The structuring of medical care in India is such that more than 70 percent of it falls in the private sector, which is not “committed to community health services” but is confined to “care of individual patients”, says Lt. Gen. (retd.) D. Raghunath, principal executive of Sir Dorabji Tata Center for Tropical Diseases in Bangalore, and lead author of the NDMA guidelines. The private sector has to be more responsive to national needs and for which a complementary public health system needs  to  be put in place, notes  Raghunath. “Public health has been moribund for sometime and moving that is a challenge.”

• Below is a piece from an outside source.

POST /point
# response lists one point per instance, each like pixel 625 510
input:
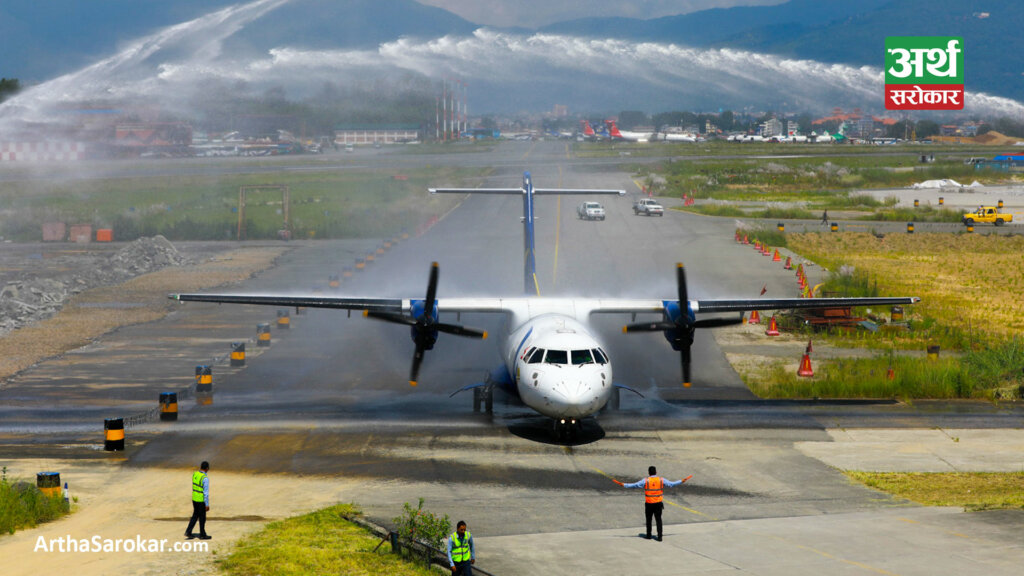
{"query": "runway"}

Raghunath worries that if a patient turns up at a private hospital with fever and vesicles on his face, it is important that it is diagnosed properly to rule out small pox. “Will a private clinic come forward to report it?” he wonders. This is a challenge NDMA is battling with, even though most big private hospitals have shown interest and offered three days of free treatment in case of an outbreak. “But we need a legal instrument that would ensure they (private hospitals) must do it,” says Bhardwaj. He has written to the government to enact a law.

Private sector participation also falls short when it comes to detection readiness. “We have a tough time attracting the companies to manufacture the kits we develop,” says R. Vijayraghavan, director of the Defense Research and Development Establishment, in Gwalior. His lab, he claims, has “perfected the rapid detection” of CBRN and stocks 500-1,000 kits for emergencies but can produce more within 6-24 hours.

No measure is effective if people do not participate. “People should know if their neighbor’s pressure cooker is on all night, it is suspicious…he could be making anthrax spores,” says Bhardwaj. Hence, money has been allocated to bring civil defense into disaster management. NDMA is running a pilot program in Nagpur, which can become a model for the rest of the country. The Armed Forces have always prepared for biowarfare, but to galvanize government machinery and prepare civilians for bioterrorism is no mean task. “The delay happens, but we’ll do it; we’ve done it in the Army for 40 years,” says Bhardwaj.